It’s that time of year again: The grapes have been harvested, and now they finish their ferments in the winery and await bottling. As winemakers taste these first wines of the year, they’ll start thinking about blending and bottling, and they might be surprised by some of the new pressing. How did 2015 work out for our local winemakers?
There are a few key times in the year that steer the way a vintage is headed: Winter temperatures, bud break, flowering, summer rains, weather at harvest and unexpected pests may affect it at any stage.
Over-winter deep freezes can kill vines and lower production for the next harvest. “Though we had some freezing temperatures in the ’14 to ’15 winter, the temperature lows were gradual and the vines had time to adjust, so we didn’t lose much,” says Ben Jordan, winemaker at Early Mountain Vineyards.
The next big moment is what winemakers call bud break. This is when buds push through the vine wood in preparation to grow leaves and grapes. If you’ve ever been in a vineyard and stretched out a long tendril covered with leaves, that growth came forth from a tiny bud that pushed out of the cane in the spring. Any bud damage, which is usually a result of spring frosts, threatens all that growth potential. Luckily, in 2015, all went well.
Flowering is the next nail-biter for winemakers. Each wine grape was once a tiny little flower, smaller than a Tic Tac, that needed to be pollinated. Heavy rain during flowering can knock flowers off the vine and decrease yields. This year, flowering went just fine and the vintage was off to a lovely beginning.
In early summer, we experienced more rainfall than usual, and it was a bit worrisome. But just as wine country headed toward red alert, things dried up in July and the end of the summer was a winemaker’s dream. Because the rains came in the early summer accompanied by cool temperatures, Jake Busching, winemaker at Michael Shaps Wineworks, says these conditions “allowed for fruit development and acid retention with very little threat of vineyard problems.”

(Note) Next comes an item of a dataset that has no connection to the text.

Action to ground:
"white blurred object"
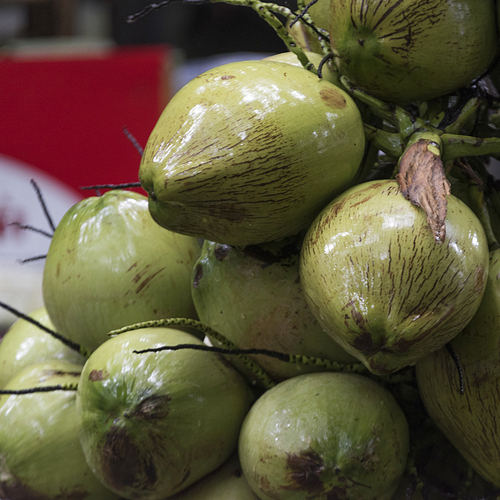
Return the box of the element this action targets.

The white wine harvest commenced, and “It was a great year for whites,” says Rachel Vrooman of Stinson Vineyards. Most winemakers are calling this a near-perfect white wine vintage, because the fruit quality is excellent, yields were on par and they could harvest based on when the grapes were ready, as opposed to picking around weather constraints. Those making sparkling wines report an excellent season as well.

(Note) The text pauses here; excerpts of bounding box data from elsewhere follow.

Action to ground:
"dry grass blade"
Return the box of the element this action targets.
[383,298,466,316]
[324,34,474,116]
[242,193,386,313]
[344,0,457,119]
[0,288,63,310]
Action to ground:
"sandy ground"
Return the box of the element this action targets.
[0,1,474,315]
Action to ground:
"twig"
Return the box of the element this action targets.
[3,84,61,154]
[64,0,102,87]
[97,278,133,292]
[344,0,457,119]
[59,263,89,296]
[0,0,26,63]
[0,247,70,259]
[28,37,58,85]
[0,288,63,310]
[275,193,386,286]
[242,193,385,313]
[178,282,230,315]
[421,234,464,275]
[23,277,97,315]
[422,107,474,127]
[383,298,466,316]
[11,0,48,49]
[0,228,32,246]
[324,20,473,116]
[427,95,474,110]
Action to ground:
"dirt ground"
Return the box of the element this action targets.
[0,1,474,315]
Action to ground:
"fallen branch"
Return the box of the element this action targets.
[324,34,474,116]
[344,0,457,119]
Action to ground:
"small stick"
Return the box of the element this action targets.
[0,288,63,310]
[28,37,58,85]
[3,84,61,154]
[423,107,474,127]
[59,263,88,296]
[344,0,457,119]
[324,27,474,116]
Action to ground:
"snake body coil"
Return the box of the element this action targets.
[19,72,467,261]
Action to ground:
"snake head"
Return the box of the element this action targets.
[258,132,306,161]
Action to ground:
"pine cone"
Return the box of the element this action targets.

Winemakers are especially excited about the 2015 viognier, which “yielded an amazing crop this year with nearly perfect maturity parameters,” says Busching. “Every winery in the state is going to have a viognier of note to sell next year, which is a fantastic nod to why this is our state grape.”

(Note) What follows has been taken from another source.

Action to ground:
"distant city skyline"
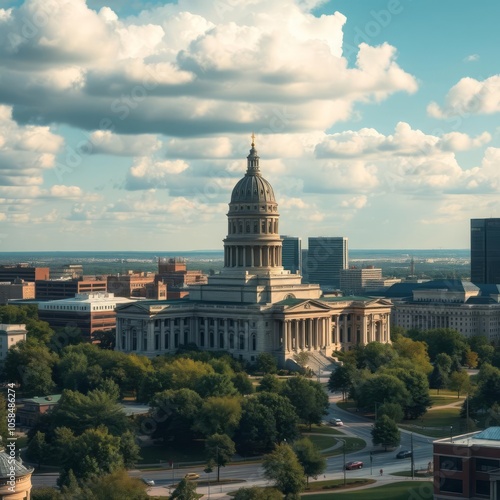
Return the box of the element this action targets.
[0,0,500,251]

Any winery hanging its hat on the accessible Rhône varietal will have a high quality 2015 offering. “I’m particularly excited about the viognier we sourced from Mount Juliet,” says Kirsty Harmon of Blenheim Vineyards. “Viognier was a much better producer for us overall this year. Crop levels were finally back up to normal after having two very light vintages. Having not made a 2014 viognier due to low yields, I’m already looking forward to blending and bottling the 2015.” Also keep your eye out for viognier by Matthieu Finot at King Family Vineyards and Emily Pelton at Veritas.
In addition, you’ll want to seek out a few other special white wines. Early Mountain’s Block 9 pinot gris is tasting so ethereal that it is producing a separate bottling of it. “This was the best pinot gris vintage I’ve seen,” Jordan said.
Luca Paschina and the team at Barboursville Vineyards harvested their first vintage of fiano, an ancient Italian grape found near Naples and Rome, and with the excellent white grape harvest, it promises to be a stunning bottling. Paschina is also looking forward to the 2015 vermentino.
Early-ripening reds, such as merlot and malbec, fared nicely as well.
But just as vineyards were scheduled to produce an incredible overall vintage, Hurricane Joaquin passed by in the Atlantic, and freak storms dumped heavy rain on local vines in the midst of the red grape harvest. Luckily, Joaquin veered away from us and the weather, though dreadful, wasn’t catastrophic. At Barboursville, “to be prepared in case of a power outage, I rented a massive diesel generator, not so cheap either, which I guess scared the hurricane away,” Paschina says.
Some wineries harvested early to avoid the rains; others did a partial harvest before the rains and picked the rest of the fruit when things dried up later. The red vintage is still a good one, but had the rain stayed away, it would have been just about perfect. A few producers expressed disappointment with their cabernet sauvignon harvests—it either came in too early to be fully ripe, or after the rains, which translates to a less powerful wine. Northern Virginia didn’t experience the same rain as the Charlottesville area, so you’ll see some better luck with cabernet sauvignon from that region.
Which reds should you look for from 2015? Busching is enthusiastic about tannat. “The balance in this varietal is bordering on perfect and is going to be a standout wine for our region,” he says. Vrooman is happy with her merlot, cabernet franc and petit verdot. Paschina is looking forward to the 2015 Barboursville Octagon, which will blend merlot, cabernet franc and petit verdot.
But if there’s one take-away from this harvest, it’s to stock up on your 2015 viognier.